1981 Fleer and Donruss

As we woke up on New Year's Day 1981, we knew just one card company: Topps.

The previous year, I tried to complete the entire 1980 Topps set and I grew sick of seeing those little pennant flags on every card. I came up a few cards short and it was so disappointing that I really needed those few months of no cards (remember the days when you couldn't find baseball cards from October to December?) to recuperate.

I had no idea what had gone on while I was recovering from the 1980 collecting season and even before that. Lawsuits and licenses and unions. Companies had sued for the right to offer card sets for sale, but the news wasn't in my local paper.

Instead, I found the news in the gum aisle at the local corner store. Next to the new 1981 Topps cards were card wrappers that said "Fleer" and others that said "Donruss". We couldn't imagine what this was. But we bought them because it seemed like something kids should buy. And we soon found out that now we had to try to collect three sets instead of one.

You think I thought I was tired of collecting cards in 1980? 1981 was that times three.

1971 Topps

I am sure those who were kids in January 1970 were blown away by the gray bordered Topps set that year. But those borders faded into the background the following year.

Who had any idea on New Year's Day 1971 that these groovy black borders would pop out of packs? And what about all the action photos? Who saw that coming? The early '70s was just one surprise after another because just one year later, the psychedelic tombstone set would make its debut.

1975 Topps minis

This was my first year buying cards so I'm not the right guy to convey how much of a surprise Topps minis were in 1975.

But I'm sure there were collectors at the start of 1975 who were expecting your average 660-card set just like the previous couple of years. But instead, they received a super colorful set that -- at least in some places in the country -- had a mini version, too.

Perhaps there were collectors out there that hated this development.
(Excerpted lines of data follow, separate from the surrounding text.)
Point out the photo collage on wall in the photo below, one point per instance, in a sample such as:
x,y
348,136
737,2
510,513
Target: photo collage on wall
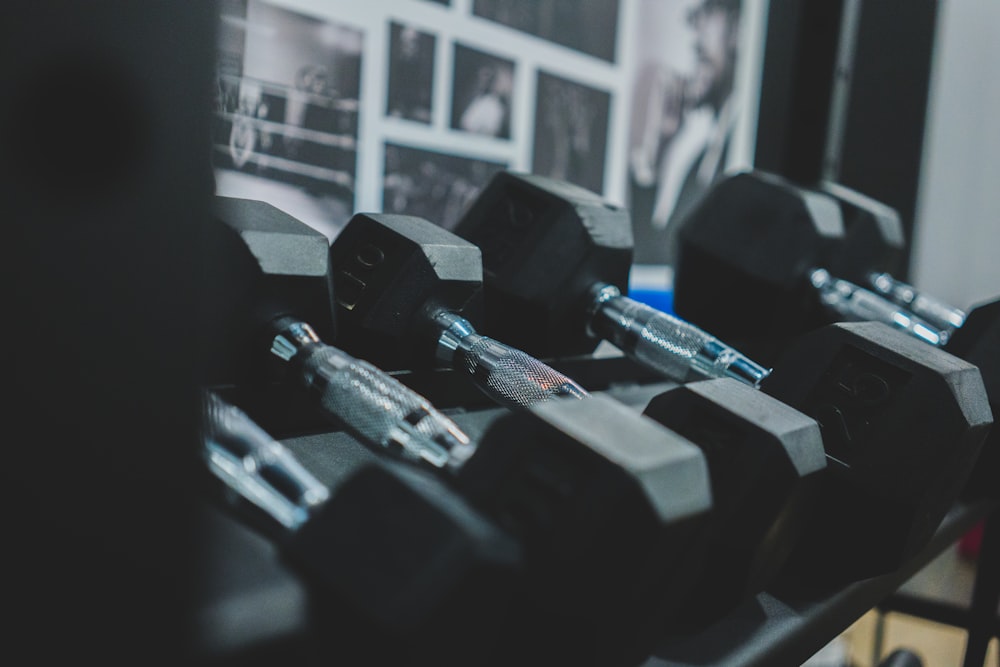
x,y
286,117
411,106
570,126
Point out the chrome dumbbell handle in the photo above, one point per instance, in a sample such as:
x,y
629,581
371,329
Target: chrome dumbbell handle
x,y
507,375
374,406
854,303
678,349
938,313
256,466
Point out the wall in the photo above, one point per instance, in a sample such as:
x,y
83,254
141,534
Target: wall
x,y
957,235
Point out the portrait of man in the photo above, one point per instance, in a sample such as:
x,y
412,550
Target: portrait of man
x,y
683,115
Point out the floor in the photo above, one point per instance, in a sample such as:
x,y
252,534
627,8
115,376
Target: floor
x,y
949,577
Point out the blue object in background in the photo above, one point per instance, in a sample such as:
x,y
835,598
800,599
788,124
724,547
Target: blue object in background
x,y
662,300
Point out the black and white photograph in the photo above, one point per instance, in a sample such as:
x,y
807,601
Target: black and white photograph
x,y
683,114
433,185
483,84
286,116
571,131
411,73
588,26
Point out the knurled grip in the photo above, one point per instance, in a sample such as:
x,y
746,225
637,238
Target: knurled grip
x,y
511,377
677,349
856,304
381,410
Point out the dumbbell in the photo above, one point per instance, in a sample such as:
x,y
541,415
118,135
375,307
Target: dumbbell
x,y
757,260
873,245
977,341
520,211
746,250
556,259
269,283
604,502
356,544
780,461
But I've never found one. And you certainly won't hear me complaining about it.

Anyway, those are just some of the biggest cardboard surprises that have appeared in a given year. I know there are others -- the first autographed cards, the first relics, the first chrome cards, etc.
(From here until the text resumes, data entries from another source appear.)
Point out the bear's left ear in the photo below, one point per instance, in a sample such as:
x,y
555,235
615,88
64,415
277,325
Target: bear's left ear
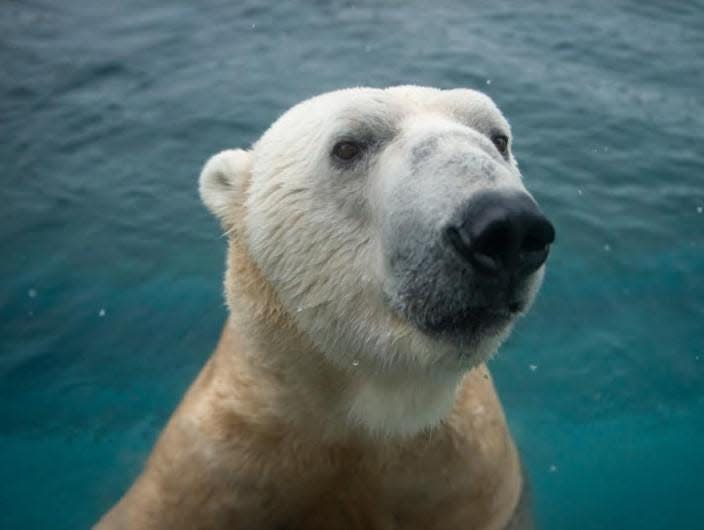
x,y
222,183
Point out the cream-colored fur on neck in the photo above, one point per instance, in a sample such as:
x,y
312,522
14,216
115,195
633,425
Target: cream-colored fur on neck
x,y
394,401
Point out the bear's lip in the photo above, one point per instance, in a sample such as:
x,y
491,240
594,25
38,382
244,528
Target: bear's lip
x,y
475,319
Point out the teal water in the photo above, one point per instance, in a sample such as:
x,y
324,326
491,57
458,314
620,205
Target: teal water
x,y
111,269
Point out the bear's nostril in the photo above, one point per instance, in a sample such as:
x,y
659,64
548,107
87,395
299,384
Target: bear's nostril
x,y
502,233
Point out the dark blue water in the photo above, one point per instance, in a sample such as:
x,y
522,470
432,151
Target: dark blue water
x,y
111,269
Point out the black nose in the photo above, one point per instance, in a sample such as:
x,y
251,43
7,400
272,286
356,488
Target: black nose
x,y
502,233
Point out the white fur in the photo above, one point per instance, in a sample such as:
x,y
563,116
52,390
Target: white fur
x,y
319,234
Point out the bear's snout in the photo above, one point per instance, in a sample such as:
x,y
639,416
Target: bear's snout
x,y
501,233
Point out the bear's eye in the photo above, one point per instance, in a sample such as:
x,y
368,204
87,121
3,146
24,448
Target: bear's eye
x,y
501,142
347,150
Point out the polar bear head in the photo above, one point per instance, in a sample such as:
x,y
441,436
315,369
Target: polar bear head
x,y
392,225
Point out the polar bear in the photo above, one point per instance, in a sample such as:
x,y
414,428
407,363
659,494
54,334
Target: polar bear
x,y
381,246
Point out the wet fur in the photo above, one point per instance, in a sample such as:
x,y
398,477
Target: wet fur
x,y
276,432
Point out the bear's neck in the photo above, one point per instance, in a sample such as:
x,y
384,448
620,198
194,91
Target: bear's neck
x,y
263,353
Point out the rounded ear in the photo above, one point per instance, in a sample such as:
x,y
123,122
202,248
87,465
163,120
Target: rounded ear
x,y
223,181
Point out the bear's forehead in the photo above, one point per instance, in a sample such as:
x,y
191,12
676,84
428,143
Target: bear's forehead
x,y
386,109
I hope that 2015 has some cardboard surprises, too, even if we already know what the designs look like. It's the new year! A clean slate! We deserve some surprises.

But let's hope those surprises aren't short-printed.
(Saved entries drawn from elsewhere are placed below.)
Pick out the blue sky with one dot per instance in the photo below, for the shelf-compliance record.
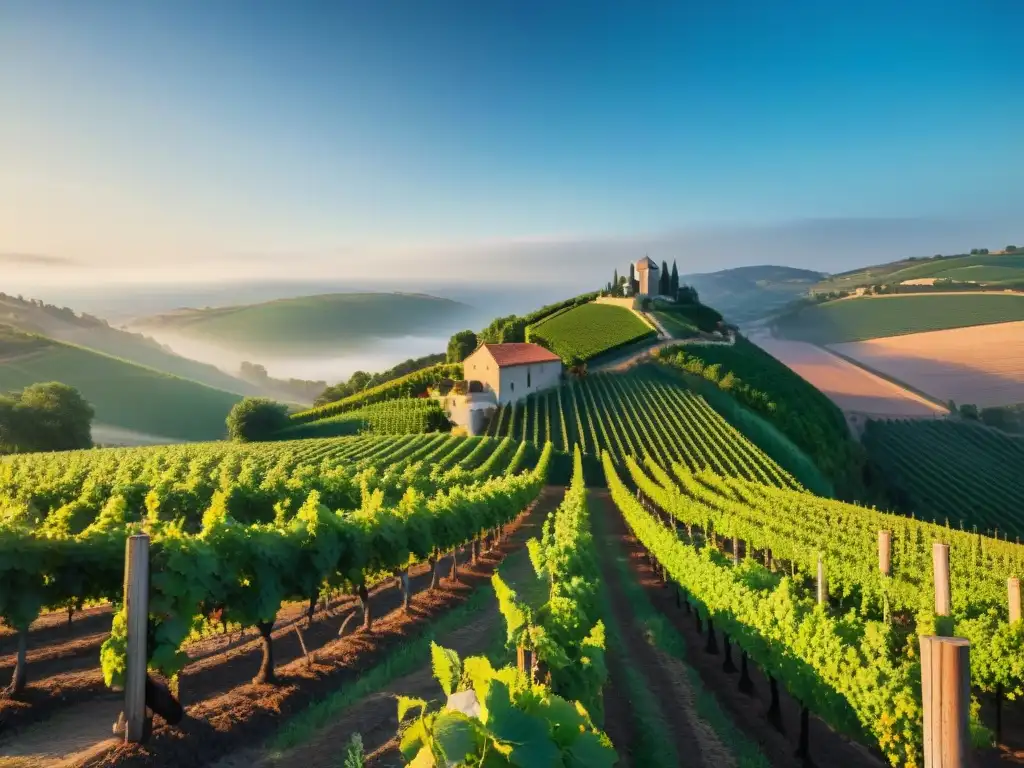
(297, 139)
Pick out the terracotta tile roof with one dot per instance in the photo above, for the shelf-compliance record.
(519, 354)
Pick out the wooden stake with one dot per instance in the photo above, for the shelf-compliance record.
(137, 605)
(940, 569)
(1014, 590)
(945, 694)
(885, 552)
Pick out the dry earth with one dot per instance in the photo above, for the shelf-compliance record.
(982, 365)
(855, 390)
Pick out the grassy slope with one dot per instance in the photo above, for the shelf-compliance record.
(123, 394)
(591, 330)
(951, 470)
(988, 267)
(129, 346)
(677, 326)
(314, 322)
(873, 317)
(752, 292)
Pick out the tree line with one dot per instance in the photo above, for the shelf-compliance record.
(49, 416)
(361, 380)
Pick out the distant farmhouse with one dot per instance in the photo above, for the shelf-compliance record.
(513, 371)
(648, 275)
(496, 375)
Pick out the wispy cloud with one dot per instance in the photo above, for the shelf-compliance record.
(36, 259)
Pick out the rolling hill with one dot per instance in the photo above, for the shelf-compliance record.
(83, 330)
(1004, 269)
(124, 394)
(312, 324)
(749, 293)
(585, 332)
(880, 316)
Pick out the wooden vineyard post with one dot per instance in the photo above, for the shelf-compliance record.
(885, 552)
(137, 607)
(945, 694)
(1014, 594)
(524, 660)
(940, 568)
(822, 583)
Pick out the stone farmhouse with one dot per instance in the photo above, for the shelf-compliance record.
(496, 375)
(513, 371)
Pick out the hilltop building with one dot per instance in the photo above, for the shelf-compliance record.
(648, 275)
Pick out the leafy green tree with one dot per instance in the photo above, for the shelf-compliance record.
(461, 345)
(45, 417)
(687, 295)
(256, 419)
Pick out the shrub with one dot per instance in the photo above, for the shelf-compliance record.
(256, 419)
  1. For me, 1988 Score was a much bigger deal than 1989 Upper Deck. '88 Score was on the same level price-wise as the other guys, but Upper Deck cost at least double (maybe triple? I can't remember) per pack. I had very few UD cards, but collected the entire '88 Score set by hand (the first time I had ever done such a thing). Perhaps it was the appearance of Score that made Upper Deck a much lesser story in my mind, even if UD scored the ultimate rookie card with Griffey at #1.

  2. I, too, miss that anticipation. My daughter, who collects American Girl Dolls, has that same excitement today as she awaits the big announcement tomorrow morning for the Girl of the Year. I guess we're collecting the wrong things, guys.

  3. I remember being the first kid in the neighborhood to bring home the 1976 baseball cards. We used to badger our fathers every day starting in the first week of February to take us to the nearby convenience stores in hopes of being the first to see the new cards.

  4. One of my favorite cardboard surprises was Sportflics. I found some in my local pharmacy and was amazed by the mylar wrapper and the sample card on their display box. I think there were only three cards per pack, but they were more expensive than Topps, Fleer, and Donruss. Looking back... it was my first premium pack purchase and I loved them.